Jesus directs the scribe, and us, to “go and do likewise,” i.e., to care for our neighbors in need without regard to their identity or even our own convenience.  We’re usually very ready to do that.  Americans are probably the most generous people in the world, and certainly people of faith are the most generous, when some natural disaster or great human tragedy strikes.

Yet one of the terrible stories of our contemporary world is how unwelcome we—Americans, Europeans, Australians—have made migrants and refugees.  We seem to regard them as “heretics, stupid, uncouth, and lazy,” as well as dangerous.

It’s true that laws, including immigration laws, generally should be respected.  It’s also true that our immigration laws—our system—needs a major fix, one that responds to the real needs of real people, as the Samaritan does in Jesus’ parable; a fix that makes laws deserving our respect because they’re directed toward the common good and aren’t directed by prejudice, fear, or our personal self-interest.

Closing our borders to refugees from war, religious persecution, and ethnic cleansing in the Middle East is a disgrace and is the direct opposite of Jesus’ command to “go and do likewise.”  Our attempts to seal off our southern border, certainly some of the specific practices there, likewise are disgraceful and contrary to Christ’s teaching.  Our politicians’ refusal to compromise on adjusting our immigration laws to today’s realities, instead of those of the 1980s, is unconscionable.

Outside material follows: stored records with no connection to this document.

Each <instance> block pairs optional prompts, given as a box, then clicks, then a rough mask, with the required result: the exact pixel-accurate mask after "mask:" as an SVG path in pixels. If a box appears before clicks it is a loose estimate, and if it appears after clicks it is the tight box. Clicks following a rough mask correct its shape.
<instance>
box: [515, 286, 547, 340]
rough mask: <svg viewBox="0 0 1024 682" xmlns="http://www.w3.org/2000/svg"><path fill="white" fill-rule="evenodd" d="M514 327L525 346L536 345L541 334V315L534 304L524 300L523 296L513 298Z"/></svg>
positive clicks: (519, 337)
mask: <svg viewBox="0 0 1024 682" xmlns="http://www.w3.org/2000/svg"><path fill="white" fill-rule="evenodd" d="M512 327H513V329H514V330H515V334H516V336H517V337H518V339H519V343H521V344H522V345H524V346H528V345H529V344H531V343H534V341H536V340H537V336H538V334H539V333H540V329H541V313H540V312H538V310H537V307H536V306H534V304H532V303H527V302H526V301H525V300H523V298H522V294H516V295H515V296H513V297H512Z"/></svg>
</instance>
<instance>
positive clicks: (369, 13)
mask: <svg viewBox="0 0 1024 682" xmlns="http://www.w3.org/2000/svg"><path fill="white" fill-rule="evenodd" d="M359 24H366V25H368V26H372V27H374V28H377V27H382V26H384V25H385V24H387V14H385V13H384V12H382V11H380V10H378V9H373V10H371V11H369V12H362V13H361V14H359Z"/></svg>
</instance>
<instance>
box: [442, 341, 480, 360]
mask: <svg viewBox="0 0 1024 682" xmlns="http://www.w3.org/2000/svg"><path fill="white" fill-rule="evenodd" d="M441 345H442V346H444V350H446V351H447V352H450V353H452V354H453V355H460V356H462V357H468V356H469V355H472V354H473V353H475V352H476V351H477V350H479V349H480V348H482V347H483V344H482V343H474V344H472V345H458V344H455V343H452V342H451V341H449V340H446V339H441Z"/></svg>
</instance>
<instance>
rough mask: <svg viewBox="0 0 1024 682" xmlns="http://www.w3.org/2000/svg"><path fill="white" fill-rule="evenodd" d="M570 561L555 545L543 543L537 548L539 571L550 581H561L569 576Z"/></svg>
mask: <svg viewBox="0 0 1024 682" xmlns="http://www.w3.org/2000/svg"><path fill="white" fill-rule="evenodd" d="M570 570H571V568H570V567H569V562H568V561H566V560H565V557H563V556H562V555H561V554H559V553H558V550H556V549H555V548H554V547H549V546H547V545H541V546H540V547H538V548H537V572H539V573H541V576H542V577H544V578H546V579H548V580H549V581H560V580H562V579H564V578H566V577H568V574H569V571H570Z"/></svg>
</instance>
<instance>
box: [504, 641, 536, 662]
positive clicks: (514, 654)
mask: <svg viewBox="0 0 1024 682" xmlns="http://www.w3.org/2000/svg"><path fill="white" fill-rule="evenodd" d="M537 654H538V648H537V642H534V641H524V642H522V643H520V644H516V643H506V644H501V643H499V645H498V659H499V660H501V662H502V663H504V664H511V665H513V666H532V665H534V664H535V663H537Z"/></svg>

You and I can’t change the laws, of course.  We can call upon our elected officials—whom we call public servants—to change the laws, to find a balance between legitimate national security and good order, and the needs of migrants and refugees.  We can do our part to treat everyone as our neighbor—with respect and concern, regardless of color, ethnicity, gender, age, or other characteristics.  So Jesus tells us.

[For further reading: https://www.patheos.com/blogs/deaconsbench/2019/07/saint-john-paul-the-illegal-migrant-comes-before-us-like-that-stranger-in-whom-jesus-asks-to-be-recognized/]

[1] John P. Kealy, CSSp, Luke’s Gospel Today (Denville, N.J.: Dimension, 1979), p. 279.